I would look at my friends who were self-confessed neurotics and would go into week long melt downs about arguments over opening windows in the office or the latest gossip or why the maintenance man kept the office temperatures so high. Suddenly they were all zen and calm – as one of them put it, I’m not good with day to day dramas but I come into my own in a crisis. And they were right. For the rest of us though it appears that we just have to accept there are some things we cannot fix with a check list and this situation is one of them.
Panic Attacks – What Are They
A panic attack is a feeling of sudden and intense anxiety. Symptoms can include feeling disorientated, sick, an erratic heartbeat, breathlessness, sweating, dizziness and dry mouth.
How To Handle A Panic Attack
There are two things to remember straight off the bat:
- Panic attacks can be very scary but they are not life threatening. You may feel like you are having a heart attack or that you are going to collapse. You are not, you won’t, you will be fine.
- Panic attacks pass relatively quickly – although it may feel like a lifetime at the time, they usually last from 5 minutes to half an hour.
If and when it happens sit with it. Find somewhere quiet if you can and just sit with it. Just give yourself time to let the anxiety pass. Know that it will pass.
Carry out the breathing exercise below. This is particularly helpful if you are frightened because you feel like you can’t breathe.
Panic Attack Breathing Exercise
- Close your eyes and focus on your breathing.
- Breathe in as slowly through your nose as deeply and gently as you can, through your nose. If it helps count to 6 on the in breath.
- Breathe out slowly through your mouth as deeply and gently as you can. If it helps count to 6 on the out breath.
- Continue concentrating on your breath as set out above until the panic subsides.
How To Prevent Panic Attacks
- Try and incorporate some breathing exercises or pranayama every day – just look on You Tube and find a pranayama meditation that works for you. There are many short and sweet versions that you can incorporate into your day. Find a favourite and make it part of your daily routine.

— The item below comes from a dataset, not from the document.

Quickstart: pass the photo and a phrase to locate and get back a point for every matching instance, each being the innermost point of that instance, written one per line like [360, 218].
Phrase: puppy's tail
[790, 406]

- Even if you are working from home, perhaps having to home school or child mind and therefore away from a regular lunch routine, try to eat regular, nourishing meals to stabilise your blood sugar levels. Even a hearty soup at lunch time will help.
- Avoid caffeine, alcohol and smoking if at all possible. Have your daily coffee / tea if that’s your thing but after that try swapping out your caffeinated teas and coffees for herbal teas. Sipping chamomile throughout the day or your herbal tea of choice can be soothing. Teas like ginger and lemon can also be great for cold/flu busting.
- Keep some lavender essential within easy reach – even smelling it when you are feeling panicked will help you calm down. Sweet orange is also amazing when you are feeling angry or frustrated, it is the ultimate uplifting oil.
- Even if you cannot carve out a lot of time for meditation, at least try and get a little time each day for yourself just in total silence and stillness. Not easy with children home from school and partners also home working, however even if you have to disappear to the laundry room for a few minutes peace, it will make all the difference. Also try a mantra, even “this too shall pass” or whatever works for you. You can find soothing meditations that are less than 10 minutes and calming mantras on You Tube. Try to make this time for yourself a non-negotiable part of your daily routine.
- Remember it is ok to be upset, it is ok to be tearful, it is ok to be angry, it is ok to be scared. If you need to cry, cry. This is not a war, we are not in this situation indefinitely, while the present circumstances may be prolonged we know there is a finish line. If nothing else when things do return to normality we will certainly appreciate our lives more and have a better idea of what is important.